In Slate magazine, SF author Ursula LeGuin complains that the producers of the new Earthsea miniseries have butchered her work. One form of butchery that she zeroes in on is by casting characters who she intended to be red, brown, or black as white people.
I have mixed feelings. LeGuin has every right to be POed at how her intentions were ignored, but on the other hand my opinion of her has not been improved by learning that she intended the books as yet another wearisomely PC exercise in multiculturalism/multiracialism.
I liked those books when I read them as a teenager. I didn’t notice any character’s skin color. I would really prefer not to have had my experience of those characters retrospectively messed with by LeGuin’s insistence that the race thing is important.
Note: I am not claiming that all casting should be colorblind. I remember once watching an otherwise excellent Kenneth Branagh production of Much Ado About Nothing that was somewhat marred for me by Branagh’s insistence on casting an American black man as a Renaissance Italian lord. This was wrong in exactly the same way that casting a blue-eyed blond as Chaka Zulu or Genghis Khan would be — it’s so anti-historical that it interferes with the suspension of disbelief. Fantasy like LeGuin’s, however, doesn’t have this kind of constraint. Ged and Tenar don’t become either more or less plausible if their skin color changes.

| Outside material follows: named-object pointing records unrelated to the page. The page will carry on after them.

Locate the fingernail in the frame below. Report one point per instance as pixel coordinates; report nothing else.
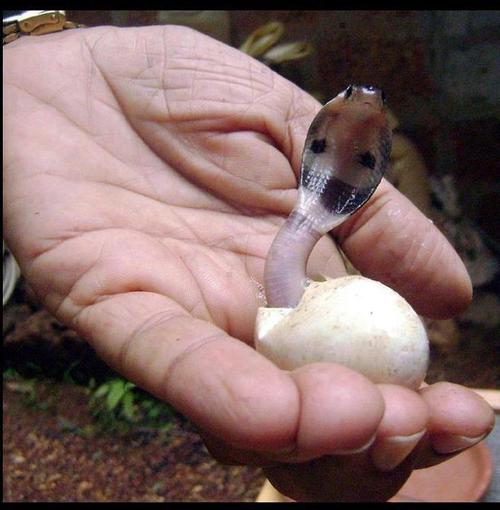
(451, 443)
(389, 452)
(356, 450)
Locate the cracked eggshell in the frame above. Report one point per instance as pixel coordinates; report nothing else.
(354, 321)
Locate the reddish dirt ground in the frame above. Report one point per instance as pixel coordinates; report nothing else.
(45, 460)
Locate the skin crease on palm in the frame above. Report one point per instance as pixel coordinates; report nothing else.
(146, 172)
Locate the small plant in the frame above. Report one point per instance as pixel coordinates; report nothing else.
(119, 406)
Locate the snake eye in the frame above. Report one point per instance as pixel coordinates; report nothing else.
(348, 92)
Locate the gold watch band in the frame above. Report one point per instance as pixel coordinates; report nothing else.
(35, 23)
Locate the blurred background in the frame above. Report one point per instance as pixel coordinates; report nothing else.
(441, 73)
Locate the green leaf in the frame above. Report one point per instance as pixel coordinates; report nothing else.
(128, 405)
(116, 392)
(101, 390)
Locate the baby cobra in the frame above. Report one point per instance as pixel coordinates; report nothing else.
(345, 155)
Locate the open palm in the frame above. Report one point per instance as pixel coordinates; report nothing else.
(146, 174)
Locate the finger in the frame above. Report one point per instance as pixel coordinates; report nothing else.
(402, 427)
(339, 414)
(218, 382)
(459, 419)
(390, 240)
(340, 411)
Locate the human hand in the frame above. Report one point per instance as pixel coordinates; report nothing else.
(146, 172)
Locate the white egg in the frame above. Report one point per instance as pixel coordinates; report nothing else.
(354, 321)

But what really annoyed me was LeGuin’s claim that only whites have the “privilege” of being colorblind. This is wrong and tendentious in several different ways. Colorblindness is not a privilege of anyone, it’s a duty of everyone — to judge people not by the color of their skin but the content of their character, and to make race a non-issue by whatever act of will it takes. (It doesn’t take any effort at all for me.)
Eric S. Raymond, “The Racist of Earthsea”, Armed and Dangerous, 2004-12-16.